かき氷を食べる時を想像して欲しい。スプーンを突き立てると、シャリシャリといい音を立てる。そんな音が聞こえた。
いつしかガラスの山が作られ、その山は自身の重さに耐えかね潰れた。実に耳に心地よい音だ。人が死んでいく音が、人の耳には心地よく聞こえるとは、なんたる皮肉だろう。
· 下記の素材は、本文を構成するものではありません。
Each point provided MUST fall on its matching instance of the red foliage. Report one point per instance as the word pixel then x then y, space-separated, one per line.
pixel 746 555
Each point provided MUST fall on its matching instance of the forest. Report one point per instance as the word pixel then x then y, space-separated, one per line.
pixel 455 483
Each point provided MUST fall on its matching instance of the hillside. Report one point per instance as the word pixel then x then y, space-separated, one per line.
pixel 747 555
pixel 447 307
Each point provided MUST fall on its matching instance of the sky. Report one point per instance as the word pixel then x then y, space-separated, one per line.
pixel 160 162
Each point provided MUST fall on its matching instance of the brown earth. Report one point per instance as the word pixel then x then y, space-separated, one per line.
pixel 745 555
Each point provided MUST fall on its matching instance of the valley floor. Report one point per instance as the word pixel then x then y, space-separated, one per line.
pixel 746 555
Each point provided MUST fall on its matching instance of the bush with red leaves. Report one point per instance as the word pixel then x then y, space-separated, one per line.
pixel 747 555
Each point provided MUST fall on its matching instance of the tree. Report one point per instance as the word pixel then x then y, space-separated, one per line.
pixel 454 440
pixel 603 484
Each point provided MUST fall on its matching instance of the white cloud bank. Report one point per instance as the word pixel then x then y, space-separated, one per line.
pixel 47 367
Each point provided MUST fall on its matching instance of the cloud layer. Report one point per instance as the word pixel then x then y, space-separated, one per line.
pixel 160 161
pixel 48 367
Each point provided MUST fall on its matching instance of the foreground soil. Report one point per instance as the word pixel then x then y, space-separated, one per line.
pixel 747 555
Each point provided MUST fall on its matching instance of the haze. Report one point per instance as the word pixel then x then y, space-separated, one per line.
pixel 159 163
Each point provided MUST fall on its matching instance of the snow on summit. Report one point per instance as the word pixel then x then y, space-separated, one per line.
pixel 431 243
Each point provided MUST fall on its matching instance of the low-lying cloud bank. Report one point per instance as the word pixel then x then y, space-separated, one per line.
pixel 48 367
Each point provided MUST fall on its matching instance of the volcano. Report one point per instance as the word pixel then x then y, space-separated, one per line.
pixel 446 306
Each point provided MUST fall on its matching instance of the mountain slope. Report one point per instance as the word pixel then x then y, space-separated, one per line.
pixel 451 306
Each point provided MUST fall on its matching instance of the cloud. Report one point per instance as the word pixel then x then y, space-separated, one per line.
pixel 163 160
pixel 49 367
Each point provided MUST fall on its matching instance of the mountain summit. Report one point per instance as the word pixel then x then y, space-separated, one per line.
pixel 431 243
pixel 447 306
そして、砂となった。ガラスは砂と変わり、そして風に舞った。太陽に照らされ、キラキラと輝いている。様々な色が混じった砂の舞い。まるで、万華鏡のようだった。

「地震だ。」
カナの父親はそう言いながら立ち上がった。そして走った。と言っても、揺れが激しくなかなかまっすぐには走れない。それでもカナの元へと走ろうとした。
「カナ・・・。」
例えどんな姿になろうと、娘への想いは変わらない。だから、走り続けた。

それはカナも同じだった。
激しい揺れに、父親の身を案じた。
「お父さん・・・。」
父親の元へ向かおうと立ち上がった。天井の照明が激しく揺れ、まるで「行くな」と訴えているようだ。
「お父さん・・・。」
カナは大きく右によろけ、壁に頭をぶつけた。でも、痛みは感じない。父への想いが痛みを消してくれていた。
うまくバランスが取れない。カナは元々運動が出来ないほうだ。それもあるのだろうか。しかたなく四つん這いになり、父親の元を目指した。